The Supreme Court has now struck down the administration's "reciprocal tariffs" imposed under the International Emergency Economic Powers Act (IEEPA). This is a major victory for American consumers and businesses who suffered from higher taxes and higher prices that the tariffs imposed.
And contrary to the President's claims, tariffs were never going to prevent national bankruptcy. America's debt crisis does not arise from a revenue problem. The federal government has an unsustainable spending problem.
The Congressional Budget Office's (CBO) latest Budget and Economic Outlook shows debt held by the public exceeding 100 percent of GDP this year and rising past its World War II record by 2030. Ten years from now, debt reaches roughly 120 percent of GDP and continues climbing to 175 percent by 2056 — and that is under optimistic projections that assume no economic, financial, or public health crises over that time frame.

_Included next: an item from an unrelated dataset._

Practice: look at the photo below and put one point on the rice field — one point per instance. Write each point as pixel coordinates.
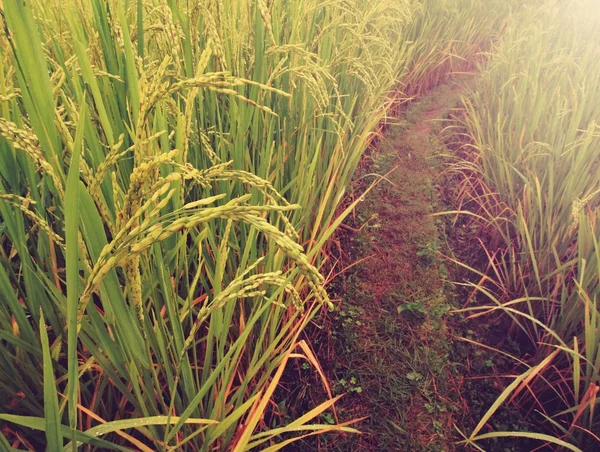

Revenues are not the problem. Even after extending and adding to the Trump tax cuts, federal receipts are projected to remain near or above their historical average as a share of the economy, growing from $5.2 trillion (17.2 percent of GDP) to $8.3 trillion (17.8 percent of GDP) over the decade.
The problem is that federal spending exceeds revenues by a lot and is growing much faster than revenues. Spending is projected to grow from $7 trillion (23.1 percent of GDP) to $11.4 trillion (24.4 percent of GDP).?
The widening annual deficit (the gap between annual spending and revenue) is overwhelmingly driven by the growth in Social Security, Medicare, Medicaid, and rising interest costs. By 2036, interest costs, Social Security, Medicare, and Medicaid are projected to consume 100 percent of federal revenues.
Read that again.
Under current law, within a decade,?every dollar?collected in revenue will be absorbed by health care programs, Social Security, and interest spending to service the ballooning federal debt, leaving nothing for national defense or any other core function of government.
Against that backdrop, the claim that revoking tariff authority would produce "financial ruin" or "bankrupt" the country does not withstand scrutiny.